Now that Emerson's revelations have come out, Dover is convinced that people in the 8th District are ready for change in 1992.
"That's just another example of Congress being out of touch with the real world," said Dover. "They do not live by the same rules as the rest of us; the time is right to clean out Washington and put in average working people."
Emerson has filed for a seventh two-year term in the House. He is challenged in the August Republican primary by Earl Durnell, a farmer from Cabool.
Asked why he decided to run, Dover explained, "The mood of the country is to throw the incumbents out. This seems to be the year to do it."

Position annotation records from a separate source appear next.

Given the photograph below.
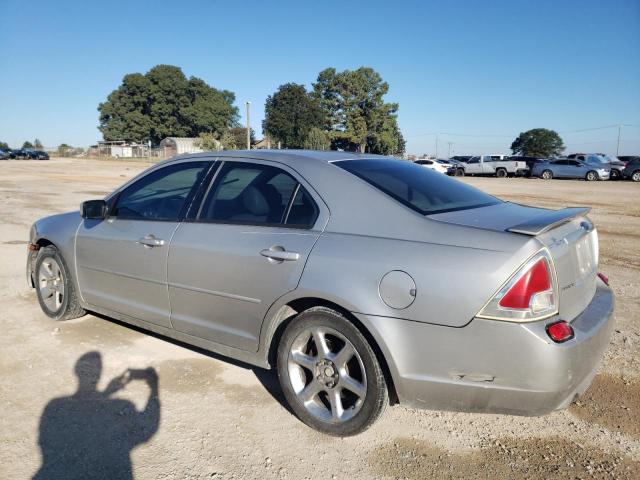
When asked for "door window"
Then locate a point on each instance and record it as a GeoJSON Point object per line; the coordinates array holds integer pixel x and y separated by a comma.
{"type": "Point", "coordinates": [257, 194]}
{"type": "Point", "coordinates": [161, 195]}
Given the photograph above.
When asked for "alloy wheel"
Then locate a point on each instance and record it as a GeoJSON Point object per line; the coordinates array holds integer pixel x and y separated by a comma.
{"type": "Point", "coordinates": [51, 284]}
{"type": "Point", "coordinates": [327, 374]}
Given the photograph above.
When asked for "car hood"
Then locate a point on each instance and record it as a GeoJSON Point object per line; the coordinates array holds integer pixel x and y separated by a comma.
{"type": "Point", "coordinates": [510, 217]}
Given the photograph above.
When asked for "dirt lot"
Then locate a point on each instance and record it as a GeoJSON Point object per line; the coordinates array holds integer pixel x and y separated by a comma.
{"type": "Point", "coordinates": [214, 418]}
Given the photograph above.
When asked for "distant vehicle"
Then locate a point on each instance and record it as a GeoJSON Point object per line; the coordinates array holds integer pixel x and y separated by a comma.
{"type": "Point", "coordinates": [614, 163]}
{"type": "Point", "coordinates": [461, 158]}
{"type": "Point", "coordinates": [433, 165]}
{"type": "Point", "coordinates": [531, 161]}
{"type": "Point", "coordinates": [570, 168]}
{"type": "Point", "coordinates": [632, 170]}
{"type": "Point", "coordinates": [493, 165]}
{"type": "Point", "coordinates": [628, 158]}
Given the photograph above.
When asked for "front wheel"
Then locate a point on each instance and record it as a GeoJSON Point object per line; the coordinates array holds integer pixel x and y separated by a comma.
{"type": "Point", "coordinates": [54, 286]}
{"type": "Point", "coordinates": [329, 373]}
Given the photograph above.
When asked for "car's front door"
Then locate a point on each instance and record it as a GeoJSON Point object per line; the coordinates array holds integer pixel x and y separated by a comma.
{"type": "Point", "coordinates": [122, 260]}
{"type": "Point", "coordinates": [245, 248]}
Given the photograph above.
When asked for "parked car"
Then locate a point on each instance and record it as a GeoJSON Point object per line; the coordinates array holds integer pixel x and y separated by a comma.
{"type": "Point", "coordinates": [570, 168]}
{"type": "Point", "coordinates": [613, 163]}
{"type": "Point", "coordinates": [493, 165]}
{"type": "Point", "coordinates": [530, 161]}
{"type": "Point", "coordinates": [632, 170]}
{"type": "Point", "coordinates": [435, 165]}
{"type": "Point", "coordinates": [323, 267]}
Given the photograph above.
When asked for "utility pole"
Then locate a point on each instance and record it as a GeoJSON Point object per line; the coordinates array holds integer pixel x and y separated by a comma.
{"type": "Point", "coordinates": [248, 104]}
{"type": "Point", "coordinates": [618, 144]}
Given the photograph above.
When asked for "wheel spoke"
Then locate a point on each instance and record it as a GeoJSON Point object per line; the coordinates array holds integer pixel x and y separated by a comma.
{"type": "Point", "coordinates": [310, 391]}
{"type": "Point", "coordinates": [353, 385]}
{"type": "Point", "coordinates": [304, 360]}
{"type": "Point", "coordinates": [336, 404]}
{"type": "Point", "coordinates": [344, 355]}
{"type": "Point", "coordinates": [321, 342]}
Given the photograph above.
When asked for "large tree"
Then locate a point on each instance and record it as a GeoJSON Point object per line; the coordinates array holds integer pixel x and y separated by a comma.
{"type": "Point", "coordinates": [355, 111]}
{"type": "Point", "coordinates": [162, 103]}
{"type": "Point", "coordinates": [538, 142]}
{"type": "Point", "coordinates": [290, 114]}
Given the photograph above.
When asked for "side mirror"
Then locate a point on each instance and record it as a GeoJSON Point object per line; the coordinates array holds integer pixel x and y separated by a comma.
{"type": "Point", "coordinates": [94, 209]}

At the time Dover filed, the only Democratic candidate in the race was Thad Bullock, a retired Cape Girardeau businessman who has unsuccessfully sought his party's nomination five times before.
Since there were no seasoned politicians in the race, Dover thought it would be a good opportunity to win the nomination. With the revelations about Emerson's bad checks, Dover now feels other candidates will enter the race before the March 31 deadline.
Dover ran in 1988 and finished fourth in the primary behind Wayne Cryts, Riley Bock and Bullock. Dover believes many of the voters who wanted a working man turned to Cryts instead of him. He is hopeful many of Cryts' 1988 voters will look to him in 1992.
A native of Bell City, Dover plans to travel the 8th District as much as possible the next few months. The type of primary campaign he runs will depend on whether any other candidates enter the race.
He anticipates a low-budget campaign, since he has decided not to accept contributions from political action committees.
Some of the issues he plans to talk about during the campaign are provisions for a national health care plan, fairer trade arrangements with Japan, increasing the production of ethanol, reducing the influence of PACs, and providing "less foreign aid to countries that don't appreciate it.
"I'm calling myself the people's candidate because I am a factory worker," said Dover. "The average working man needs someone to start working for them. I'm telling everyone to think it over and vote for Dover."